I have tried many cases and the emotional and financial toll does not always equate with a superior result. The decision a judge makes rarely reflects creative thinking or the personalities of the litigants. In the collaborative process however, clients are encouraged to seek the result that really suits the family without the constraints of litigation. Mediation, which can be part of the collaborative method (or not), also promotes the parties self determination. I have completed training as a collaborative lawyer and as a mediator and am excited to add these services to the practice.
Now for the “stats”: I passed the NJ Bar in 1983 and completed a judicial clerkship in Union County the following year. I then became an associate at a law firm in Princeton before joining the Attorney General’s office in 1987. After a great deal of jury trial work there, I came back to private practice and have concentrated on family law ever since.

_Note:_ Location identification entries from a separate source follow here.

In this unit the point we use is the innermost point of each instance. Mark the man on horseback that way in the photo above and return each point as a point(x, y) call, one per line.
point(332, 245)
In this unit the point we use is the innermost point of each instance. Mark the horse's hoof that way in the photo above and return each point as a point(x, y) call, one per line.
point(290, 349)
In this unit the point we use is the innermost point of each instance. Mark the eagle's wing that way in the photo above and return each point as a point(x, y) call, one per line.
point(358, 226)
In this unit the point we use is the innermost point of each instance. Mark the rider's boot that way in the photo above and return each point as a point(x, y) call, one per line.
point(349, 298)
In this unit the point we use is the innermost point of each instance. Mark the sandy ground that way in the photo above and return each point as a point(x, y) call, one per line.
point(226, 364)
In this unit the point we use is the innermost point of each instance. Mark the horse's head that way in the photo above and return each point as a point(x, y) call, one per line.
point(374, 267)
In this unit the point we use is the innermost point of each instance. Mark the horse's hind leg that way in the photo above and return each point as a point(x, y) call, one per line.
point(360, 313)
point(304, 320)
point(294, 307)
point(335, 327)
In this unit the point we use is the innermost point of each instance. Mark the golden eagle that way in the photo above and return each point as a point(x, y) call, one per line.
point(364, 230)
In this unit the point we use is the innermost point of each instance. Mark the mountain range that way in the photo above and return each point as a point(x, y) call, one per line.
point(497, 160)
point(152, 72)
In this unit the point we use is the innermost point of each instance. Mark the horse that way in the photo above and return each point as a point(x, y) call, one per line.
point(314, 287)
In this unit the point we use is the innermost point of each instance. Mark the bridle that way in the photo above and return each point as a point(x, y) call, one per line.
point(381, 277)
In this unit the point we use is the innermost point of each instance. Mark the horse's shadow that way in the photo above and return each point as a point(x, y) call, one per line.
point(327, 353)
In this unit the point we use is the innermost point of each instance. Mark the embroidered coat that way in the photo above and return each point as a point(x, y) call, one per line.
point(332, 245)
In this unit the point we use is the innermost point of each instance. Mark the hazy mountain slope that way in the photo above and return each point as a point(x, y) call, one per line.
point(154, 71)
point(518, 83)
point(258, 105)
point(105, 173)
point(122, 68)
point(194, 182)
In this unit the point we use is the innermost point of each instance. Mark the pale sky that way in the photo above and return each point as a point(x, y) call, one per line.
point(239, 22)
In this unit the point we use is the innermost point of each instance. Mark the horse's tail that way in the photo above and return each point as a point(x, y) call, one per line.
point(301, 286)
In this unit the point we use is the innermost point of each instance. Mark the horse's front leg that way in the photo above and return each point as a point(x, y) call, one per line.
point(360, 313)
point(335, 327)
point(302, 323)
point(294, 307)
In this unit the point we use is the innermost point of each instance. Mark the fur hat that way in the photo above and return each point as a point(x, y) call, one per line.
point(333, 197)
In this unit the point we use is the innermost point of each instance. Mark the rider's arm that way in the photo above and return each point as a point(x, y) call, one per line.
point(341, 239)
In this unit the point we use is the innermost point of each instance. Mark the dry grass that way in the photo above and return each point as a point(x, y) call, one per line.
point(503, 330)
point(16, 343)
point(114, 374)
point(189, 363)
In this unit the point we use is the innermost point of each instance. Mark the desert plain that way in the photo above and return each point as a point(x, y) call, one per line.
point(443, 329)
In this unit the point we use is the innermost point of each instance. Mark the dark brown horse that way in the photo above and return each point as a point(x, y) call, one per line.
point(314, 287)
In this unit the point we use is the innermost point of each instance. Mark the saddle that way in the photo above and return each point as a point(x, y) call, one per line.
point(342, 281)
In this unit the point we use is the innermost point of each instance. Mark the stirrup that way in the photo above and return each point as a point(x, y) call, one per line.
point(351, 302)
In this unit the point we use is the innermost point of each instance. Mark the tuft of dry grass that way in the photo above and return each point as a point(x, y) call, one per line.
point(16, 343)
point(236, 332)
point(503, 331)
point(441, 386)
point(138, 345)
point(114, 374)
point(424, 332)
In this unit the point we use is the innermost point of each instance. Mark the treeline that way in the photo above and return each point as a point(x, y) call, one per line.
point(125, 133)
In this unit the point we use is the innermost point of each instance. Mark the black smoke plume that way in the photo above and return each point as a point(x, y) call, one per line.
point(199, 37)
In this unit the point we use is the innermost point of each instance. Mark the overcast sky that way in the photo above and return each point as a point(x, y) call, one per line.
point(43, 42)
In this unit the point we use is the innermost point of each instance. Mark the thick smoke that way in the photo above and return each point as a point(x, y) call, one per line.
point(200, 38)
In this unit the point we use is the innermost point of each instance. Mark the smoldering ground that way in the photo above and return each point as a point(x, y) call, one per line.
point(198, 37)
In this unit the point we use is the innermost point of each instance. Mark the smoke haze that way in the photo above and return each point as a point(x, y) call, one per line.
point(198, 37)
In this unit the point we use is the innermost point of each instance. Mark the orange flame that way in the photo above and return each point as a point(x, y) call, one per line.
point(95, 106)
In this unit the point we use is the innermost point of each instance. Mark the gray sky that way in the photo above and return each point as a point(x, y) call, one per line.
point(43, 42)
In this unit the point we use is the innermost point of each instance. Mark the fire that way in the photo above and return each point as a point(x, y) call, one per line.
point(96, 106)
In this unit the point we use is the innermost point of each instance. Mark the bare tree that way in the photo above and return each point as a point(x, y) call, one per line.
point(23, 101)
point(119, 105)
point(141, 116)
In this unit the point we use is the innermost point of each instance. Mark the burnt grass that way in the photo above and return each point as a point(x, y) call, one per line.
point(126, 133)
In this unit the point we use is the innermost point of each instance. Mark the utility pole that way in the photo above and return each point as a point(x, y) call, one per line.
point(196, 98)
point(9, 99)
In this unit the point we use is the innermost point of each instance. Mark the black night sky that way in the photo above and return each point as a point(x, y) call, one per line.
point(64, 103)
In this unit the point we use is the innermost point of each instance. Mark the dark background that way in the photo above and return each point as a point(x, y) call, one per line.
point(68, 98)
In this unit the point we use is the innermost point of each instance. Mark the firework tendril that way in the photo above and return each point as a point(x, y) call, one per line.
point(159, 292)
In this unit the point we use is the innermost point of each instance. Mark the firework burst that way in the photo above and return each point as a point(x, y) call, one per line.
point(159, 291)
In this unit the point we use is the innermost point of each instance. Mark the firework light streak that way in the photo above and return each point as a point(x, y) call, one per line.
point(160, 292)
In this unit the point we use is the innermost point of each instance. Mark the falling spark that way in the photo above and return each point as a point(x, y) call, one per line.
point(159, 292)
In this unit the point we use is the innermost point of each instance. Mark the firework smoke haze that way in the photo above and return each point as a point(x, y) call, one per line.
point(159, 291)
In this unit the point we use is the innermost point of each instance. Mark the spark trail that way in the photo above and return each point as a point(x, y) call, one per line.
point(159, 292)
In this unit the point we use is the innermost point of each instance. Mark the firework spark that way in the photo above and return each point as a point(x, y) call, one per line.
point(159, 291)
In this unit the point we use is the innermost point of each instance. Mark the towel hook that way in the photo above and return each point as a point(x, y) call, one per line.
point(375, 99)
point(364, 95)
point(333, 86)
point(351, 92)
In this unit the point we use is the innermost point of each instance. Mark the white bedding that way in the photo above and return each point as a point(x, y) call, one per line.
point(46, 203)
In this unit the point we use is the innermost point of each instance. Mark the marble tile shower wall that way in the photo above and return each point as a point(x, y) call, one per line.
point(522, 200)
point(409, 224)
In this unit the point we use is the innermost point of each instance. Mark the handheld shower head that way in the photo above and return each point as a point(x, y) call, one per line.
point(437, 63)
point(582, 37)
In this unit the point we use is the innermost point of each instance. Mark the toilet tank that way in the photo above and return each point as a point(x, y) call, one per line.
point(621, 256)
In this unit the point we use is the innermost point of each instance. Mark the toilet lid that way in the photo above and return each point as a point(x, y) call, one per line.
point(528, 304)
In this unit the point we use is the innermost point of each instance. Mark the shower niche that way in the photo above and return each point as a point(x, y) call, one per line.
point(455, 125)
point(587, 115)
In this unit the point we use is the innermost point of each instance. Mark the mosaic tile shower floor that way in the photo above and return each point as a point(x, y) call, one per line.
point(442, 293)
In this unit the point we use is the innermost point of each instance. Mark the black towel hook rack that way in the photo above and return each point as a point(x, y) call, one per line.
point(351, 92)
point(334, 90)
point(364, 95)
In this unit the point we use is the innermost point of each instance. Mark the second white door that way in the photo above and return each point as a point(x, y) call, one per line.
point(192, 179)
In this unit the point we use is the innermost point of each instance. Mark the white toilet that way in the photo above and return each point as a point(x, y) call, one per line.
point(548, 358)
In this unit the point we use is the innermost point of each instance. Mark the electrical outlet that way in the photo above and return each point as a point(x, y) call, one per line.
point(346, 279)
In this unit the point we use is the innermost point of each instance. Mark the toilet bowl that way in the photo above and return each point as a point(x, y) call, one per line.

I currently teach the Family Law for Paralegals course at Mercer County Community College as well as courses for the NJ Institute for Continuing Legal Education.
Over the years I have served as the Chair for the District VII Ethics Committee and as a member of the Board of Trustees for the real estate section of the Mercer County Bar Association. I am a member of the Mid Jersey Collaborative Law Alliance, the NJ Association of Professional Mediators, the Mercer County Bar Association and the NJ State Bar Association.